材料、构件、结构的“屈服点”定义与讨论

DISCUSSION AND DEFINITION ON YIELD POINTS OF MATERIALS, MEMBERS AND STRUCTURES

  • 摘要: “屈服点”是工程结构研究和设计中一个极为关键的性能点,是衡量延性、屈强比等性能的前提,但在当前结构设计中尚缺少统一的定义。随着新型结构材料的不断出现,新的构件行为也在不断出现,作图法、等能量法、残余塑性变形法等确定屈服点的方法不能适用。该文首先从材料层次基于金属单轴拉伸屈服点的定义,给出了金属、混凝土和纤维增强复合材料等典型材料的屈服点定义的统一表述;再从构件和结构层次,基于应用条件与物理本质,明确了屈服点的定义方法,为新型材料构件、结构设计提供了依据,并对钢筋混凝土梁和短柱使用此方法进行了讨论。此外,还建议采用“最远点法”确定构件和结构的屈服点,该方法具有明确的物理含义,且适用性广、适合于电算。
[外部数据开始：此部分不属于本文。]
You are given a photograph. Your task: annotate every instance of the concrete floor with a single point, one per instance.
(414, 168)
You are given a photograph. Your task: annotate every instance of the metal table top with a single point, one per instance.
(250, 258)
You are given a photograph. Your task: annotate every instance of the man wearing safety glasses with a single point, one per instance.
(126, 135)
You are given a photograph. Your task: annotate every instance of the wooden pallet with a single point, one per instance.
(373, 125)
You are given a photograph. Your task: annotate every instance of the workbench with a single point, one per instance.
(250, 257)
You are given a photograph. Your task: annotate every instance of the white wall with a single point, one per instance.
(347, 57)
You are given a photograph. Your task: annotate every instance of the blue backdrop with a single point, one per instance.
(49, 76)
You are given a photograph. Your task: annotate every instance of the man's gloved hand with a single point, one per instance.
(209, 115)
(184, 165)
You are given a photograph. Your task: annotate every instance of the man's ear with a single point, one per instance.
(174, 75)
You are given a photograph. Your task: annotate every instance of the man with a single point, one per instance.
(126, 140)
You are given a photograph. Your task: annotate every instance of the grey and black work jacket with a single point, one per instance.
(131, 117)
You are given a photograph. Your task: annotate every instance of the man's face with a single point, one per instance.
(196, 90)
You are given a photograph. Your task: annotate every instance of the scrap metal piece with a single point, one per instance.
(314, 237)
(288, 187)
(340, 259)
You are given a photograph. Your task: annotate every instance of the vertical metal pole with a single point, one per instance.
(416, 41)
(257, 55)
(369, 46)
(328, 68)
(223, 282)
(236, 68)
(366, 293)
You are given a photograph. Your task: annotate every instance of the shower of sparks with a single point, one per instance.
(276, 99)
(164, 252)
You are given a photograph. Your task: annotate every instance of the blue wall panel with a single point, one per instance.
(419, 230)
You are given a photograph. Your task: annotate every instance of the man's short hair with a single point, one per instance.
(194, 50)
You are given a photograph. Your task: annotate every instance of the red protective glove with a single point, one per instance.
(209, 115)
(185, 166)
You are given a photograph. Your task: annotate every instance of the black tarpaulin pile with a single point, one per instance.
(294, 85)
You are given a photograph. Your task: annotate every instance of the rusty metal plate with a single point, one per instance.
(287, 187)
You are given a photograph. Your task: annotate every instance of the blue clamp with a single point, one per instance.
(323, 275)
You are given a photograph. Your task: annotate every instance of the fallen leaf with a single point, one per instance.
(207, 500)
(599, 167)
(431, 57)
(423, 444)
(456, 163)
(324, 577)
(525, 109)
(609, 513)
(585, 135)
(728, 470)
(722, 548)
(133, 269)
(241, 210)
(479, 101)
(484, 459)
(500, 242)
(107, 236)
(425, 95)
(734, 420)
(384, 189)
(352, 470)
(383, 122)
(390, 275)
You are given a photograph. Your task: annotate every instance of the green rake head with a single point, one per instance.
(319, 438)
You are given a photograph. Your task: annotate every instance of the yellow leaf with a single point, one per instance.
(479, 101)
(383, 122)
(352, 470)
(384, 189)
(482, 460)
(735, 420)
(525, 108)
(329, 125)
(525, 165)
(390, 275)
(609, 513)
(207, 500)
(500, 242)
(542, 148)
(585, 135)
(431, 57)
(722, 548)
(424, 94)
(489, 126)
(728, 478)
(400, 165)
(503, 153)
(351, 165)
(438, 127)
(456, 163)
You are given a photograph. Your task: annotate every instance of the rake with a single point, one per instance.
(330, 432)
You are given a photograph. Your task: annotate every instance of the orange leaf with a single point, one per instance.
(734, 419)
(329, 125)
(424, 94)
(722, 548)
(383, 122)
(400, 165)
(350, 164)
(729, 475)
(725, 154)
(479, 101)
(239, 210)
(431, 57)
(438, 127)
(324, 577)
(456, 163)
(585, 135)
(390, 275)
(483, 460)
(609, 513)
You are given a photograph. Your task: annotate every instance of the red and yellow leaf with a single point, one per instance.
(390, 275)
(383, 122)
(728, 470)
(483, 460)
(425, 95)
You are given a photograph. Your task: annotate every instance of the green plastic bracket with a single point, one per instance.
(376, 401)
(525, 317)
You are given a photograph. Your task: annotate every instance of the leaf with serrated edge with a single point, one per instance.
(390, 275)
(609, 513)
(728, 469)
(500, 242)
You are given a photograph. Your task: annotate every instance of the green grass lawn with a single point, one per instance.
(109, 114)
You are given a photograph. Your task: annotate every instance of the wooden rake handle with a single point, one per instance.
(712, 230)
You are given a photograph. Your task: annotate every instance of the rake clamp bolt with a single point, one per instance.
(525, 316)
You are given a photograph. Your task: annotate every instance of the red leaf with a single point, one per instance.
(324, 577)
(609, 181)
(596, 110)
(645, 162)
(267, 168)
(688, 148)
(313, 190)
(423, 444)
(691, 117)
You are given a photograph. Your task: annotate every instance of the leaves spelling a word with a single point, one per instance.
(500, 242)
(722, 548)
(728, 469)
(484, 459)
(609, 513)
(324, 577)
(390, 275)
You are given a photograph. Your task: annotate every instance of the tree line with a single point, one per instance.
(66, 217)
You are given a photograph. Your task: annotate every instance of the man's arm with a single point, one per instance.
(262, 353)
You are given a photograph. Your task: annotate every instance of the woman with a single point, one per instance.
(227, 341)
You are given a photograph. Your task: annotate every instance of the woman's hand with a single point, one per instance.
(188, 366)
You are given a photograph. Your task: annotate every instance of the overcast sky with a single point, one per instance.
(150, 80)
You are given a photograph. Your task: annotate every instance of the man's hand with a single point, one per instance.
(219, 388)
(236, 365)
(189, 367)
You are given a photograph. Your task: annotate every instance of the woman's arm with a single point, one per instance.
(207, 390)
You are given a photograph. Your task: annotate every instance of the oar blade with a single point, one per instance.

通过分析构件和结构的试验结果表明建议的屈服定义和提出的最远点法具有一致性和合理性,从而从基本原理和定义方法上明确了材料、构件和结构屈服点。

     

    Abstract: The yield point is a very critical characteristic of structural performance in design and research of engineering structures, which is the basis of evaluating properties such as ductility, yield-ultimate ratio and so on. However, there is no unified definition and expression for yield point of structures. With the development of new mechanical behavior of emerging structural materials, the existing graphic method, the equivalent energy method, and the residual plastic deformation method are not suitable for them. In this paper, a unified expression of yield point for the typical materials including steel, concrete and fiber reinforced polymer is given based on the original definition of metal yielding under uniaxial tension. Then, for structural members and structures, the definition of the yield point based on the application conditions and the physical reality is proposed, which provides the basis for design of emerging material structures. As examples, this definition is applicable for reinforced concrete beams and short columns. Furthermore, a simplified method named Farthest Point Method is given, which has a specific physical meaning and a wide applicability. This method is more suitable for the computer programming. Based on existing experimental results of members and structures, the rationality of the farthest point method is verified by comparing the yield points defined by farthest point method and the presented definition. Thus, an explicit and unified definition for yield points of materials, members and structures is given in terms of the fundamentals and determination approach.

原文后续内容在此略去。